Mona

Avril 2017

Se lever. Te servir. Baisser les yeux. Fermer ma gueule. Obtempérer. Avec le sourire en prime. Et la nuit, l’entendre se lever quand tu rentres tard, l’entendre remuer les casseroles dans la cuisine, la surprendre les yeux mi-clos au-dessus du réchaud, lui dire de venir se coucher. Tu es un grand garçon, tu pourras te servir tout seul. Elle résiste. Je la laisse, silhouette courbée et fatiguée, attendant la porte qui claque, tes pas lourds dans l’escalier. Elle a dressé la table, a disposé une assiette, des couverts, a pris soin de poser ton verre à gauche avec une bouteille d’eau toute neuve. Tu vas la croiser, esquisser un sourire. Elle va se retirer discrètement. Sans faire de bruit, elle. Elle va tirer la porte et retrouver son lit. Je vais attendre un peu, le temps d’entendre sa respiration plonger dans le sommeil.

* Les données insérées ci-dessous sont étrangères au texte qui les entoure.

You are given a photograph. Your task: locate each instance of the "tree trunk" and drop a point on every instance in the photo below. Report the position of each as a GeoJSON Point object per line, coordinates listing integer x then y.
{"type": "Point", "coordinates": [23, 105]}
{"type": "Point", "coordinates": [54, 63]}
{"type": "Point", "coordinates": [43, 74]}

Et quand elle aura rejoint les bras de Morphée, je vais te maudire une fois de plus d’exister.

Au réveil, à l’heure où la nuit quitte doucement la place, elle sortira au grand air, retrouvera ton assiette et tes couverts négligemment posés dans l’évier. Elle les passera à l’eau, au savon. Elle n’attendra pas que je sois réveillée, dans dix minutes tout au plus. Elle ne veut pas que je dise du mal de toi. Elle te protège à chaque fois, dis que tu as cru bien faire en ne faisant pas – faire couler l’eau au beau milieu de nuit, c’est manquer de réveiller les autres. C’est un manque de respect dans son langage à elle. Je ne comprends pas pourquoi elle fait ça. Déjà avec papa, j’avais du mal. Mais avec toi, je ne peux plus le supporter. Je ne peux plus te supporter. Tes manières me donnent envie de vomir, de cracher ma haine de toi, ma haine de ton orgueil, ma haine de ta violence sournoise. Tu es mon frère et je n’ai pour toi que du dégoût. Je sais que si je le lui dis, elle ne me comprendrait pas, elle m’en voudrait même d’être si virulente à ton égard.